Not "the end" as in happily-ever-after for me and Jon Hamm.
More like -- the end of "us", which brings me back to this blog.
It was my doing. Only now can I admit here (and especially to myself) that I had been having doubts about us for some time. I just can't explain it -- he's (generally) a sweet, wonderful guy, but IT just wasn't there for me. And it didn't feel right to post anything here (or really mention it to anyone for that matter -- that would have made it "real"). Denial much?
My friend Shmuttie Weber hit the nail on the head:
It's so hard, when things don't feel right, to figure out whether it's this-isn't-perfect-but-overall-it's-working or this-just-isn't-right.
That doubt grew quickly over the past few weeks, and once I began to express that to him, things quickly snowballed downhill. Naturally, he was hurt, upset and angry. And when he began to use mean, bitter words towards me, that sealed the deal. This was not someone I wanted to be with for another day.

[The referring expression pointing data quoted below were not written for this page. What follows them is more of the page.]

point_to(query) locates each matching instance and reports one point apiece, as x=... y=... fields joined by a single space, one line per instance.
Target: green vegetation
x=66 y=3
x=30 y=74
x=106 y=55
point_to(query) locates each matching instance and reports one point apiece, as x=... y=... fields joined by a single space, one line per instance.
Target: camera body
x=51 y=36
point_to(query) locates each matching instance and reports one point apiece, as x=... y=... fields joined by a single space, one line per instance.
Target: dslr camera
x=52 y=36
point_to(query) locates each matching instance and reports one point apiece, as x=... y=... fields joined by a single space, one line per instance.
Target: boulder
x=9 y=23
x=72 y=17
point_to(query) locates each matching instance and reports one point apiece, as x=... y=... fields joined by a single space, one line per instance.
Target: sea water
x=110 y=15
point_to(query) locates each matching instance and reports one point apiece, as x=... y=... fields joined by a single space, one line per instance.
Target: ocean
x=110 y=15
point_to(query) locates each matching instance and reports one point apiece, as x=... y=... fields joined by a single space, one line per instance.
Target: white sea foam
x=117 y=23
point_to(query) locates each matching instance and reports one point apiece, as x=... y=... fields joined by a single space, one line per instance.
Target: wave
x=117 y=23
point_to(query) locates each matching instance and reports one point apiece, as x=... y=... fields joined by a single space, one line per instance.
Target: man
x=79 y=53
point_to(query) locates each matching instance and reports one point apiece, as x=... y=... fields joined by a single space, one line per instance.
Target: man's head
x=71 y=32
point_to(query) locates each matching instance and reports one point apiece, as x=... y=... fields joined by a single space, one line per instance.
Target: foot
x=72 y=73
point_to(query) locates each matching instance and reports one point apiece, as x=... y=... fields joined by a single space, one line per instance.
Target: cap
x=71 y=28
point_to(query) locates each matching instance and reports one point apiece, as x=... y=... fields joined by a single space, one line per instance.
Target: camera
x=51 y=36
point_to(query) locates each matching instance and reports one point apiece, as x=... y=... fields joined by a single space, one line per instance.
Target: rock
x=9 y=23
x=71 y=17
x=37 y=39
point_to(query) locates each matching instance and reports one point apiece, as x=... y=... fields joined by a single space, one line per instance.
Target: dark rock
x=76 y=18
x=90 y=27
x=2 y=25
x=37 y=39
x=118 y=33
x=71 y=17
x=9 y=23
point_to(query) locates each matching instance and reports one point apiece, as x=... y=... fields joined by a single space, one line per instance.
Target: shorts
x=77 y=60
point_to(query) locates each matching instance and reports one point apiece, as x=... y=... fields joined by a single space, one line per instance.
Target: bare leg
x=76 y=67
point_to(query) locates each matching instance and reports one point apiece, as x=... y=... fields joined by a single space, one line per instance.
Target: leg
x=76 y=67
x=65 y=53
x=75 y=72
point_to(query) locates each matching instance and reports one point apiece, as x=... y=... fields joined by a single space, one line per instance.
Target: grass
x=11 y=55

So I ended it -- yesterday. I sobbed for about ten minutes, then immediately began to feel relief that I had absolutely done the right thing.
I'm in NO hurry to get back "out there". I'm really looking forward to some alone time for a while -- some time for self-reflection -- and even a return to therapy.
So - there we are. Sorry not to have kept up on all YOUR blogs - will be working on that post-haste!